Joint colloquium with Operations, Technology & Information Management, Cornell SC Johnson College of Business
Recommendations in the NYC High School Match (and other high-stakes settings)
Recommendation and search systems are now used in high-stakes settings, including to help find jobs, schools, and partners. Building public interest recommender systems in such settings bring both individual-level (enabling exploration, diversity, data quality) and societal (fairness, capacity constraints, monoculture) challenges. I will talk about an ongoing collaboration with the NYC Public Schools, in which we designed and deployed an informational intervention to help students from underserved middle schools discover high-performing, nearby high schools where they have a strong individual admissions likelihood. However, recommending specific programs brings a methodological challenge, congestion: if many applicants are recommended the same program, affecting admissions likelihoods, then the recommendations may be self-defeating. Time permitting, I’ll also overview other directions in tackling such challenges, including (a) algorithmic monoculture and LLM homogeneity, (b) a platform to help discharge patients to long-term care facilities, (c) feed ranking algorithms on Bluesky for research paper recommendations.

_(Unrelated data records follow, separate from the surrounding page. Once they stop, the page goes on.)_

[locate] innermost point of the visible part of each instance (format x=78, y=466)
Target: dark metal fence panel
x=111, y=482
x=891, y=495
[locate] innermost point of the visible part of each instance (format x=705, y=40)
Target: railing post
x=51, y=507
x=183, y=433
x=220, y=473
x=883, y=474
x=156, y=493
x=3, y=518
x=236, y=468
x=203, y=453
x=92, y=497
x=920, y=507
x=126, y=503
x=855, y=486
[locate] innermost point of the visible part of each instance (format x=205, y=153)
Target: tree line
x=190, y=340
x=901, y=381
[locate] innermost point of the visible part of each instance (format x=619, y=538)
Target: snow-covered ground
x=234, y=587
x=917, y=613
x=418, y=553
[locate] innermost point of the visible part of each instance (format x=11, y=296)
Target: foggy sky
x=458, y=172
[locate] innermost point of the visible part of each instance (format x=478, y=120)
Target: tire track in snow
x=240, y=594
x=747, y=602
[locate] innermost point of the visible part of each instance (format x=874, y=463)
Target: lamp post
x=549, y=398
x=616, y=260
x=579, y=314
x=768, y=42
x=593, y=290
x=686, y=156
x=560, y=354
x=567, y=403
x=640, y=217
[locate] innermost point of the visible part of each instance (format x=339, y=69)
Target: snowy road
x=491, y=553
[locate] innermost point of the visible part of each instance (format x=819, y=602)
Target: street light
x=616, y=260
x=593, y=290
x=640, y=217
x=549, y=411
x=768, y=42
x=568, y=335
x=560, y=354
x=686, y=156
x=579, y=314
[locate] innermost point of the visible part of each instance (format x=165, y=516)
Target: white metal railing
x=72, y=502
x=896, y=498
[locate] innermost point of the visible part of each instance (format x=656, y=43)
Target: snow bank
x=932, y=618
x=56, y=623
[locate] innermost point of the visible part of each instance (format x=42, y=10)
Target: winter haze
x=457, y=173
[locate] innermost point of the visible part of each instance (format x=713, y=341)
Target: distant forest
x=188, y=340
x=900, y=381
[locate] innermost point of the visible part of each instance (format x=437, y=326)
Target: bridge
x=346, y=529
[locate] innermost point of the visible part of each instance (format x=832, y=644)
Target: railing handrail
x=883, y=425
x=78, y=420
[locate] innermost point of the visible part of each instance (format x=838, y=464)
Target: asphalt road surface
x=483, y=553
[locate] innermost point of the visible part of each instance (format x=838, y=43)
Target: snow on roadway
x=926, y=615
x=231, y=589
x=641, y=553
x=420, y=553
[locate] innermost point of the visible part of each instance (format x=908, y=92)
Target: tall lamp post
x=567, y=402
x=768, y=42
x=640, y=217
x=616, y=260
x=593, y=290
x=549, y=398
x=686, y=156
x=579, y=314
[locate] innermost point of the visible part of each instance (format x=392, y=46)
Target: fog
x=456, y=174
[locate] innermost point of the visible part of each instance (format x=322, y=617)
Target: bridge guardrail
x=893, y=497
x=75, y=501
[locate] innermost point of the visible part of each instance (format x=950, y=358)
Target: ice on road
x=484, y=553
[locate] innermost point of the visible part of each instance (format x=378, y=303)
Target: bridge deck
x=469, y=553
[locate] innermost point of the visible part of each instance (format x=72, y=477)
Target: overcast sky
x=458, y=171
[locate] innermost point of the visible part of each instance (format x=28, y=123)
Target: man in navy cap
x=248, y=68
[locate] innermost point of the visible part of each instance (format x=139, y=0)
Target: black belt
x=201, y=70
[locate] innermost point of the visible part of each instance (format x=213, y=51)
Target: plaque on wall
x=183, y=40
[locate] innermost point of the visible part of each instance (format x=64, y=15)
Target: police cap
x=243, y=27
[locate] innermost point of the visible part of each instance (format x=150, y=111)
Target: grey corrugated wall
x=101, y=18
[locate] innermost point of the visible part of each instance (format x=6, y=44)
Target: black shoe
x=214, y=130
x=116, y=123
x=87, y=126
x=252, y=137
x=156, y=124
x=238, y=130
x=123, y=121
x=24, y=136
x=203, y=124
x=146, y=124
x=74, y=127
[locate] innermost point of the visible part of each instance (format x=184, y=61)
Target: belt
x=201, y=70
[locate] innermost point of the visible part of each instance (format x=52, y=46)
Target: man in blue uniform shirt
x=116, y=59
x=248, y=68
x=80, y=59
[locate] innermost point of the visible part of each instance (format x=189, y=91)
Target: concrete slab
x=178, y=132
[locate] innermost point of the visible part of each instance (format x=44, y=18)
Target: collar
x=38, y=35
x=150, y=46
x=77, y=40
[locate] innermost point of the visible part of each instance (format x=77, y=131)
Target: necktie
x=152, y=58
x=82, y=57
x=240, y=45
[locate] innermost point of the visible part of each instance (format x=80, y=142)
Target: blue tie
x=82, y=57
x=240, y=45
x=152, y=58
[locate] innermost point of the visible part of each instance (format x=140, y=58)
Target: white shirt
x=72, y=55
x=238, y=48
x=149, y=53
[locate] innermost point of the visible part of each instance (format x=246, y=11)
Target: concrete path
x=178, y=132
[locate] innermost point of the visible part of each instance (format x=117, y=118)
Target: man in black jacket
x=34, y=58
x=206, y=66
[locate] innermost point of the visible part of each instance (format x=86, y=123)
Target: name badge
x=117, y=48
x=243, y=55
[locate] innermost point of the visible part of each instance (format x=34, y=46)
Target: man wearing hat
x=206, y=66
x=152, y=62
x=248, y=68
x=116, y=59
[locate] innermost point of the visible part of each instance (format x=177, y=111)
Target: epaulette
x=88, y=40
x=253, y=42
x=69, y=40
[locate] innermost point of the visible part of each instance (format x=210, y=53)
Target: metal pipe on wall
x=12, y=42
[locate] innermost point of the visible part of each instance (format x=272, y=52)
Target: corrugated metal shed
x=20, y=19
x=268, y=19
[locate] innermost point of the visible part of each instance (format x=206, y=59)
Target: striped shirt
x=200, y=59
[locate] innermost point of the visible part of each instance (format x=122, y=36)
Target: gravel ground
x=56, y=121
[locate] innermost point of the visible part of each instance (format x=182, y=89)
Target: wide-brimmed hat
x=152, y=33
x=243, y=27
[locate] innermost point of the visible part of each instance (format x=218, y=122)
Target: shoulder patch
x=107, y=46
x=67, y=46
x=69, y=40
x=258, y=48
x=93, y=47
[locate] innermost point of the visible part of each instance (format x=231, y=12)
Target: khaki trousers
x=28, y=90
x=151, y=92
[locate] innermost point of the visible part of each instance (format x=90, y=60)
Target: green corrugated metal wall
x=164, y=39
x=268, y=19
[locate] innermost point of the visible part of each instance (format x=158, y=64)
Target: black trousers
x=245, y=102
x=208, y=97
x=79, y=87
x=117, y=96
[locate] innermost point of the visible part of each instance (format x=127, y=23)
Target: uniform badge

Bio: Nikhil Garg is an assistant professor of operations research and information engineering at Cornell Tech as part of the Jacobs Institute. He uses algorithms, data science, and economics approaches to study democracy, markets, and societal systems at large. Nikhil has received the NSF CAREER, INFORMS George Dantzig Dissertation Award, an honorable mention for the ACM SIGecom dissertation award, and paper awards including Computer-Supported Cooperative Work (CSCW), Equity and Access in Algorithms, Mechanisms, and Optimization (EAAMO), and Conference on Health, Inference, and Learning (CHIL). He received his Ph.D. from Stanford University and has spent considerable time collaborating with government agencies and non-profits. His work has been supported by the NSF, NASA, Sloan Foundation, and other organizations.